The term genus indicates a sub-division of the animal kingdom which includes one or more species. Its limits, except in so far as they are made certain by the existence of a considerable morphological gap between one species and its neighbour, are entirely arbitrary, depending on the judgment of the writer.

It is evident that the doubt as to the real existence of genera is of the same character as that which occurs in the case of species; indeed, in this case it seems certain that the single term covers two quite independent classes of groups.

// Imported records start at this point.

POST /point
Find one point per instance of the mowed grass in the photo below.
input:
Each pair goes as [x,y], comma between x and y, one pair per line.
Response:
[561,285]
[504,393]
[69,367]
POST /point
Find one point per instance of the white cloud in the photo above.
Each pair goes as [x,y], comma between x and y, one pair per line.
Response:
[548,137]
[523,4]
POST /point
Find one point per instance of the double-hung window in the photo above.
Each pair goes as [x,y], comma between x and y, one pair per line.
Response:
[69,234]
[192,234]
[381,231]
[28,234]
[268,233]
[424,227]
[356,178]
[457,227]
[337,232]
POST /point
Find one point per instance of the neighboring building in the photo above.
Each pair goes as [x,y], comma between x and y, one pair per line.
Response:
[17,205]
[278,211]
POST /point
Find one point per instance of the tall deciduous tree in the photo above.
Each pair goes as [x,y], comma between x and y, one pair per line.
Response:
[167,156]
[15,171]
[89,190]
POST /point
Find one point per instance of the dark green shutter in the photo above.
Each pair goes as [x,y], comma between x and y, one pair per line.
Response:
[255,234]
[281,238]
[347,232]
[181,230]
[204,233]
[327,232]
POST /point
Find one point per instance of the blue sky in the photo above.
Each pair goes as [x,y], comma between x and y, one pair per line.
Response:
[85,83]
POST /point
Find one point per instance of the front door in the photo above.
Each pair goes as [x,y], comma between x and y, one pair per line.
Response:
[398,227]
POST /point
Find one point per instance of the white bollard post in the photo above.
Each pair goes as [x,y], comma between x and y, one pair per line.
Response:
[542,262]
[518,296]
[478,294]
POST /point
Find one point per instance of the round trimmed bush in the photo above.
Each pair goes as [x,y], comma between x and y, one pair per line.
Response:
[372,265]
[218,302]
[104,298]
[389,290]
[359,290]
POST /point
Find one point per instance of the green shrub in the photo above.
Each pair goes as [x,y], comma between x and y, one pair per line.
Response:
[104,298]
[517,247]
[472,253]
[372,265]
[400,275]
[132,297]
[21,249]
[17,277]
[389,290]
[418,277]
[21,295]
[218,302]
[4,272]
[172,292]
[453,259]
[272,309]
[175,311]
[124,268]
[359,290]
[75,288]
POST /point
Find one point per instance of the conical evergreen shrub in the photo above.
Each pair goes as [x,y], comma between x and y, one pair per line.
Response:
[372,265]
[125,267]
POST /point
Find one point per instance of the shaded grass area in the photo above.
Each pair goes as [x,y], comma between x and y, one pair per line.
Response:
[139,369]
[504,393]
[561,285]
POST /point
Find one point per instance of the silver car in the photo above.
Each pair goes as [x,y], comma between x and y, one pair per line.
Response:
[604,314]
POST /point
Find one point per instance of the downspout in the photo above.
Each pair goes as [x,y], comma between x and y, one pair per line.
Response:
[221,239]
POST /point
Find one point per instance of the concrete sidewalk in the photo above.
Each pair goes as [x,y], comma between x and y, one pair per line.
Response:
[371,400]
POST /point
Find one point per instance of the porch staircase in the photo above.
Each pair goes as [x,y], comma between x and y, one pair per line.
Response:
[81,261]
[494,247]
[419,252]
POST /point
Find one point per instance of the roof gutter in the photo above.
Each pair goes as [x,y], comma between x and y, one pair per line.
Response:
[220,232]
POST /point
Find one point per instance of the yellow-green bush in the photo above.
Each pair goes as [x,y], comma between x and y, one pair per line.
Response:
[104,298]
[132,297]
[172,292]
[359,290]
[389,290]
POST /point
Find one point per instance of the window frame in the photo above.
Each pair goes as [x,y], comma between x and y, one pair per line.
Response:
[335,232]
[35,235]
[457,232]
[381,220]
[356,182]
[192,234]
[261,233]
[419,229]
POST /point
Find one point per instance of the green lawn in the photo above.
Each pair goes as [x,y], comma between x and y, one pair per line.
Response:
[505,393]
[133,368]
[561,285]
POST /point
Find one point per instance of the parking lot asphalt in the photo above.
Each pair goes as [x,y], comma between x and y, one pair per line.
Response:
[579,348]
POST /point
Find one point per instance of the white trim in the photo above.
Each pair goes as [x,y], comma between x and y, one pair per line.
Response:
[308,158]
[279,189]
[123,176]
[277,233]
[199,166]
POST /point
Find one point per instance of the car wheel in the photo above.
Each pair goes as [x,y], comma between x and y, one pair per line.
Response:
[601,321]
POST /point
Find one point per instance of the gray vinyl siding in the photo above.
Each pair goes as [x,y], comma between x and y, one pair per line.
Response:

It may imply that the group of species included within the genus have all arisen from a single species, which itself presented the generic characters, having, by evolution, come to differ in structure from its own parents and from sister species to a greater extent than species within a genus usually do. It is probably this conception which is usually present in the minds of taxonomists. But palaeontol ogists in general hold a very different view of the nature of a genus. It is widely believed by them that evolution has been to a large extent orthogenetic, that is, that all the species which fall within a small group pursue parallel evolutionary courses, so that, as time goes on, their members exhibit changes of structure which are of similar nature in all, although they have been independently acquired. To the group made artificially to include all the allied species which are in the same stage of evolutionary advance it is customary to apply the term genus. A group so defined differs from that which is ordinarily understood by the name, in that its members have not arisen from a single species, itself capable of inclusion within the genus.